Multi-Criteria Evaluation (MCE) and Multi-Objective Land Allocation (MOLA) using IDRISI:
The Kathmandu Agriculture and Carpet Industry Suitability Assessment Project




One of the most important applications in GIS is that of decision support. In fact, many
of the analyses performed with other IDRISI modules are intended to support decision making.
The modules within the Decision Support portion of IDRISI are designed to address multi-objective,
multi-criteria resource allocation decision problems, as well as problems of assessing and
incorporating uncertainty in the decision-making process.


Gaining Experience with MCE and MOLA

In the next exercise you will use IDRISI’s Decision Support Module in the resolution of conflicts between competing objectives involving the assessment of land suitability for both agriculture and carpet industry in the Kathmandu Valley.
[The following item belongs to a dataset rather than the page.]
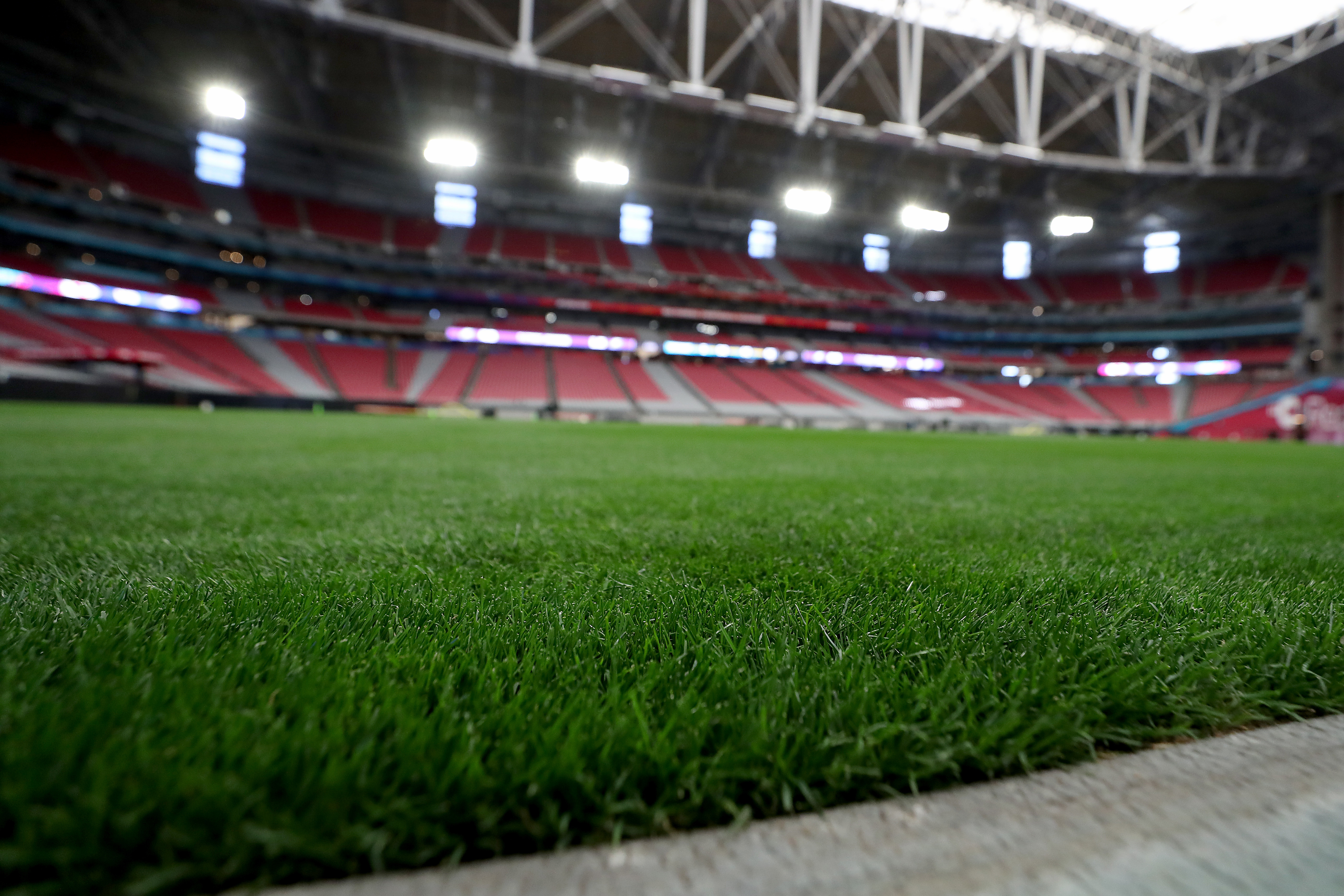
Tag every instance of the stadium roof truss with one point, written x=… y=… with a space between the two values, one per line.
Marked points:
x=1139 y=99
These main two objectives are conflicting since both land uses cannot occupy the same geographic space. The problem can be outlined as follows:

The data for this exercise resides at:


Copy and save this file (approximately 1.2 Mb in size) to a local drive on a machine of your choice (C:drive or D:drive, wherever you can find space), placing them in a directory under your name. Unzip the data in that directory (requiring at least 3.8 Mb plus space for data to be created) and delete the KATMANDU.ZIP file from the local drive. Individually, you will work with these data, following the exercise as detailed in the section provided (see Instructor) from The United Nations Institute for Training and Research (UNITAR) workbook on Explorations in Geographic Information Systems Technology, Volume 4: GIS and Decision Making, compiled by the IDRISI Project at Clark University.

Since this exercise involves some new and advanced concepts in decision support systems, and because it is somewhat lengthy, too, we will conduct it over the next two lab periods – completing Part A involving Multicriteria Weighting and Single Objective Solution in the first, and Part B addressing Multiple Objective Decision Making in the second.
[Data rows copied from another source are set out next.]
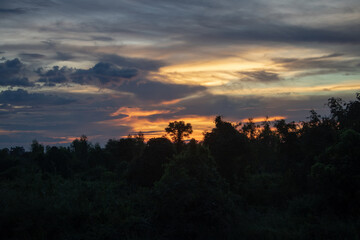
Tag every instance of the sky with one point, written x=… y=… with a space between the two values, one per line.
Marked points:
x=111 y=68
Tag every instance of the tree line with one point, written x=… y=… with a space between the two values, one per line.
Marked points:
x=274 y=180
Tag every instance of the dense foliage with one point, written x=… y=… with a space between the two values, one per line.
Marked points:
x=280 y=180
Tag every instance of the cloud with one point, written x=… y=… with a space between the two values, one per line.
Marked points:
x=139 y=63
x=22 y=97
x=331 y=63
x=157 y=91
x=259 y=76
x=12 y=11
x=11 y=74
x=103 y=73
x=54 y=75
x=63 y=56
x=102 y=38
x=31 y=55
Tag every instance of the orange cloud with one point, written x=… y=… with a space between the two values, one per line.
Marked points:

Provide answers to the questions posed in Exercise 11a and 11b, as well as digital copy of the maps FINAL1 and FINAL2.


A Summary of Some of the Decision Support Module and Related Programs

WEIGHT is used to develop a set of relative weights for a group of factors in a multi-criteria evaluation. The weights are developed by providing a series of pairwise comparisons of the relative importance of factors to the suitability of pixels for the activity being evaluated. These pairwise comparisons are then analyzed to produce a set of weights that sum to 1. The weights can then be used with the factors to produce a weighted linear combination using the MCE module (or the SCALAR and OVERLAY modules). The procedure by which the weights are produced follows the logic developed by T. Saaty under the Analytical Hierarchy Process (AHP).

Before WEIGHT can be run, use the EDIT module to create a pairwise comparison file. The comparison file has a ".pcf" extension. The pairwise comparison file contains the lower triangular half of a symmetric matrix of pairwise comparisons. To create this file, first start with a piece of paper and draw a matrix of boxes to hold the comparisons. For example, if three factors were to be weighted, the matrix would be a 3 x 3 matrix. Label each column and row with the name of one of the variables (in the same order across the columns as down the rows). Only the lower-left triangular half would actually be evaluated since the upper right is symmetrically identical.

To rate each pairwise comparison, move from column to column from left to right. Then consider, relative to the variable in that column, the relative importance of the variable in each row (considering only those rows that fall in the lower-left triangular half for that column). Fill in all the comparisons for a column before moving on to the next. Variables are rated according to the following scale:


Note that since the diagonal of the matrix represents the comparison of each variable with itself, these cells should all contain a 1. Note also that you are rating the relative importance of variables in each case. Thus, if two variables were equally of great importance they would receive a rating of 1 just as would two variables that were equally of little importance! Note further that the top-right triangular half could be filled in (if one wished) by taking the reciprocal of the corresponding location in the lower-left triangular half. Thus, for example, if column 2 row 4 had a rating of 3, then row 2 column 4 would be assigned a value of 1/3.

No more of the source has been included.